As the doll lay motionless, the adults gathered around her. It was clear they thought the ‘baby’ was dead. Gradually they began to embrace and comfort each other, like mourners at a funeral. Parents reached out to their children and folded them in their arms.

Perhaps the most compelling evidence of their “humanity” comes from a gorilla named Koko, who lived in captivity in California for over forty years with researcher Dr. Francine “Penny” Patterson.

Koko learned American Sign Language, with a vocabulary of 1,000 words or more, and was able to have conversations with Dr. Patterson. In 1985 Koko got a kitten, a gray Manx who she named All Ball. She adored it, cuddled it and cared for it constantly.

When All Ball was run over and killed, Koko had been robbed.

She reacted with horror when Dr. Patterson broke the news and wailed a long, drawn-out moan that was a gorilla’s sob. She repeatedly drew the words ‘sad’, ‘bad’ and ‘frown’.

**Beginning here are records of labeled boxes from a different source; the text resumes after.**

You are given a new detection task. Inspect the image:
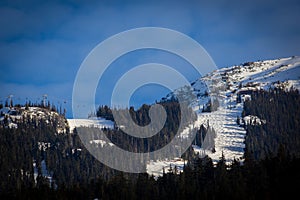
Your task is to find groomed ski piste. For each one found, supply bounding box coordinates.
[147,56,300,177]
[68,56,300,177]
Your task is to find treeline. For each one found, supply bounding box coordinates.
[1,152,300,200]
[243,89,300,160]
[0,90,300,199]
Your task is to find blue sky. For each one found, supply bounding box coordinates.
[0,0,300,116]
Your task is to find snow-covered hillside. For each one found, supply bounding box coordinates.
[0,106,68,133]
[147,56,300,175]
[67,118,114,133]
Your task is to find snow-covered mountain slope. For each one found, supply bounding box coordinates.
[0,106,68,133]
[67,118,114,133]
[147,56,300,175]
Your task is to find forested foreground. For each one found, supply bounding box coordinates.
[0,90,300,199]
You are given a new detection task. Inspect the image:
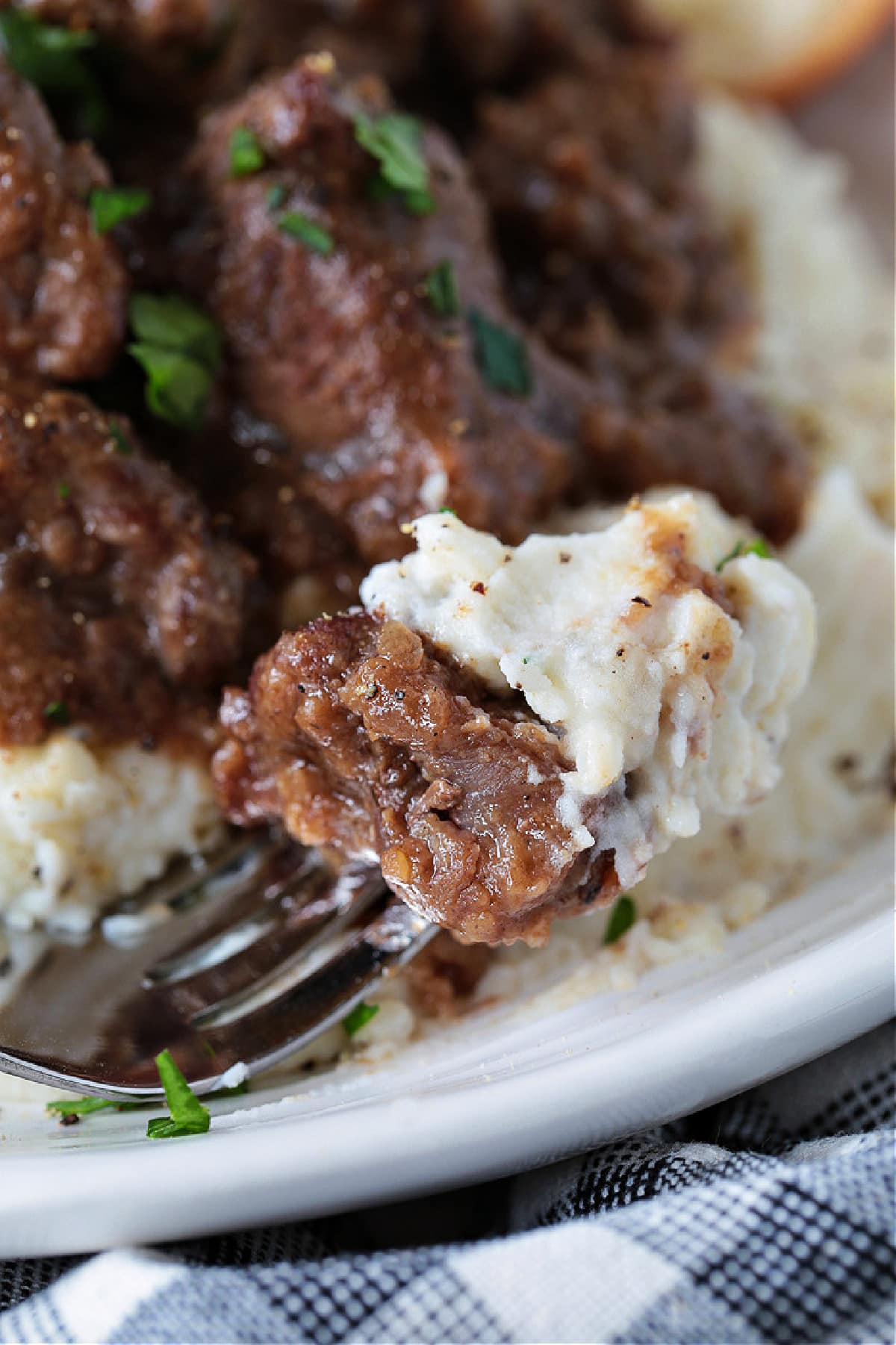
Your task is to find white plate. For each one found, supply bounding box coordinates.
[0,838,893,1256]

Later, Dr. Patterson asked Koko if she knew what death meant. The gorilla replied, “Trouble old man… comfortable hole, bye… sleep.”

That strongly implies that the idea of ​​a physical burial is instinctive, hardwired into primate brains.

Dame Daphne, who was widowed almost 50 years ago, says she learned how to cope with grief from animals.

She draws strength from the courage of her elephants “and how they can turn a page, cry, grieve and grieve, and then focus on the living.” That is a lesson for every human heart.